Morgan Stanley expects copper to experience a 260,000 ton deficit for 2025 and a 600,000 ton deficit for 2026. Copper inventories outside the US are low and could continue to shrink if imports continue as increased data center demand exceeds supply growth.
Meanwhile, daily inflows to COMEX copper stocks, already at a record high, continued due to higher prices in the US. The US excluded refined copper from the 50% import tariffs that came into force in August but kept it under review, which has led to expectations that US tariffs on copper will be announced in mid-2026. That dynamic has lent continued support to LME -COMEX arbitrage, as US inventories of copper reach over 500,000 tons.

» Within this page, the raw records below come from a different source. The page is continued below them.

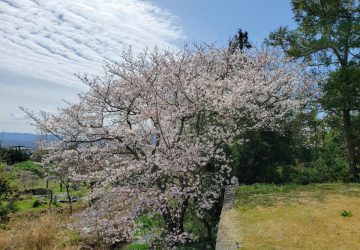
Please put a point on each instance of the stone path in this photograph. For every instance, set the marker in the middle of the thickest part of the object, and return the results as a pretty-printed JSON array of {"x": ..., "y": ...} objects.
[{"x": 228, "y": 230}]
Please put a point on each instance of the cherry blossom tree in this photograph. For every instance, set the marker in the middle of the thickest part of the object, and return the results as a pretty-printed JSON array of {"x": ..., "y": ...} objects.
[{"x": 150, "y": 135}]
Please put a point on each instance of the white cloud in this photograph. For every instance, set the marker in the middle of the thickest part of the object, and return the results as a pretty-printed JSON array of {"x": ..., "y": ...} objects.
[
  {"x": 54, "y": 39},
  {"x": 44, "y": 42}
]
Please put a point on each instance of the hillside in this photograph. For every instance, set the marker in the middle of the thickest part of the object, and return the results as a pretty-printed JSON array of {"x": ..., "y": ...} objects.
[{"x": 23, "y": 139}]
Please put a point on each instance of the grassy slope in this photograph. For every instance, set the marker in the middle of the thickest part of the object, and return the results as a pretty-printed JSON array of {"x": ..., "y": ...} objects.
[{"x": 295, "y": 217}]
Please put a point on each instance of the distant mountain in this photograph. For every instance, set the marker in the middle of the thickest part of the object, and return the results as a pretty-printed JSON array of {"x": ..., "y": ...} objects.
[{"x": 22, "y": 139}]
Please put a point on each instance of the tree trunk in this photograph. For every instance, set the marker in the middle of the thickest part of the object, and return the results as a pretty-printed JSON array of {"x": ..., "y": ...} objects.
[
  {"x": 69, "y": 196},
  {"x": 350, "y": 148}
]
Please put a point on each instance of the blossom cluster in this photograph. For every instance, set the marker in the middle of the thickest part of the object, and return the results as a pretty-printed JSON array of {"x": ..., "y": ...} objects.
[{"x": 156, "y": 125}]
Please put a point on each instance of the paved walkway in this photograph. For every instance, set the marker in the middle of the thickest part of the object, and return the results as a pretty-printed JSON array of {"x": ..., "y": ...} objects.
[{"x": 228, "y": 230}]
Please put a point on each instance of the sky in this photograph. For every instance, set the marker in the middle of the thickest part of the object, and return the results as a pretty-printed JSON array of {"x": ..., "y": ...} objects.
[{"x": 45, "y": 43}]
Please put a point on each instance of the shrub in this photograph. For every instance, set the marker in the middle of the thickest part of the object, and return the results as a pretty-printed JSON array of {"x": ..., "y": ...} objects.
[{"x": 32, "y": 167}]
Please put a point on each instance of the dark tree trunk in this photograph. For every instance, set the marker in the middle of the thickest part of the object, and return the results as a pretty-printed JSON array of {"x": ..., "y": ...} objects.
[
  {"x": 51, "y": 198},
  {"x": 350, "y": 148},
  {"x": 69, "y": 196}
]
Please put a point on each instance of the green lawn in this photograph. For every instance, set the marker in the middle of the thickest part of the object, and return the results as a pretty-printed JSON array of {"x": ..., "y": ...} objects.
[{"x": 295, "y": 217}]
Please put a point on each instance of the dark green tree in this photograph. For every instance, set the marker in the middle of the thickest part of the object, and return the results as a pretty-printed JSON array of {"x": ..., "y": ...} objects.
[
  {"x": 328, "y": 35},
  {"x": 239, "y": 42}
]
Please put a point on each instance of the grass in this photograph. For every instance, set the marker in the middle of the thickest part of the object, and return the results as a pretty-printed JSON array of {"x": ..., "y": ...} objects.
[
  {"x": 295, "y": 217},
  {"x": 39, "y": 231}
]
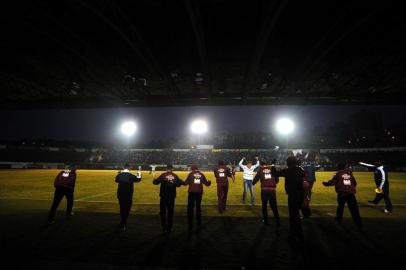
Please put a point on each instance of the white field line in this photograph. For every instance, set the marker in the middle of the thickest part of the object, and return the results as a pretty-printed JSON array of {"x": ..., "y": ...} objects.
[
  {"x": 211, "y": 204},
  {"x": 92, "y": 196}
]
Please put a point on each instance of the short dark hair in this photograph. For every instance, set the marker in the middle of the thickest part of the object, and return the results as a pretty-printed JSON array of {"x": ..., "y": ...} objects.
[
  {"x": 341, "y": 166},
  {"x": 291, "y": 161},
  {"x": 194, "y": 167},
  {"x": 378, "y": 163}
]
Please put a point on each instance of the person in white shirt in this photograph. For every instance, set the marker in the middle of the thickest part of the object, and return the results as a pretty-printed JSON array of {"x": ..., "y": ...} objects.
[
  {"x": 382, "y": 185},
  {"x": 248, "y": 177}
]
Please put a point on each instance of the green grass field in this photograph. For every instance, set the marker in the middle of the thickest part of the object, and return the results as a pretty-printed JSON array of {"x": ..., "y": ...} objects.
[
  {"x": 99, "y": 186},
  {"x": 236, "y": 239}
]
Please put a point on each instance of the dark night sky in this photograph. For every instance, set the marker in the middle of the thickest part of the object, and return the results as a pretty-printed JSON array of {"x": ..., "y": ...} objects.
[{"x": 165, "y": 122}]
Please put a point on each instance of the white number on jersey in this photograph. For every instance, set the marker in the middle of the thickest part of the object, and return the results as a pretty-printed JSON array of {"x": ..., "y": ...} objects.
[{"x": 347, "y": 182}]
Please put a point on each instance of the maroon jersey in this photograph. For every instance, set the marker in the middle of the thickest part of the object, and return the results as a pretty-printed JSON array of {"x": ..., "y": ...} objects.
[
  {"x": 344, "y": 182},
  {"x": 169, "y": 181},
  {"x": 267, "y": 177},
  {"x": 196, "y": 180},
  {"x": 66, "y": 178},
  {"x": 222, "y": 173}
]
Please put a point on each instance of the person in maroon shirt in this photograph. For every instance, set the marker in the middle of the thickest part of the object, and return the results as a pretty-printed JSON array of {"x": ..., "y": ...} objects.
[
  {"x": 222, "y": 173},
  {"x": 169, "y": 181},
  {"x": 64, "y": 187},
  {"x": 266, "y": 175},
  {"x": 345, "y": 184},
  {"x": 195, "y": 180}
]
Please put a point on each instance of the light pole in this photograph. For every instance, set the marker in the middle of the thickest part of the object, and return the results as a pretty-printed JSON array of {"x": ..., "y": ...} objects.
[
  {"x": 128, "y": 129},
  {"x": 285, "y": 127},
  {"x": 199, "y": 127}
]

As long as US prices remain elevated due to tariff expectations, flows into the US are expected, keeping LME-COMEX arbitrage trade going.
Zinc: Zinc dropped 1.0% to $3,062.
Aluminum: Aluminum rose 0.5% to $2,880. Daily LME data showed that on-warrant aluminum stocks in the LME-registered warehouses fell to 452,600 tons after fresh cancellation of 32,025 tons in Malaysia. Australia’s South32 said it would place the Mozal aluminum smelter in Mozambique under care and maintenance by March after failing to secure a power deal with the government. Morgan Stanley expects aluminum prices to reach $3,250 per ton by the second quarter of 2026 as demand outpaces supply.
Tin: Tin gained 0.4% to $41,100.
Lead: Lead gained 0.5% to $1,950 after hitting $1,952 for its lowest since May.
Nickel: Nickel was down 0.2% at $14,320.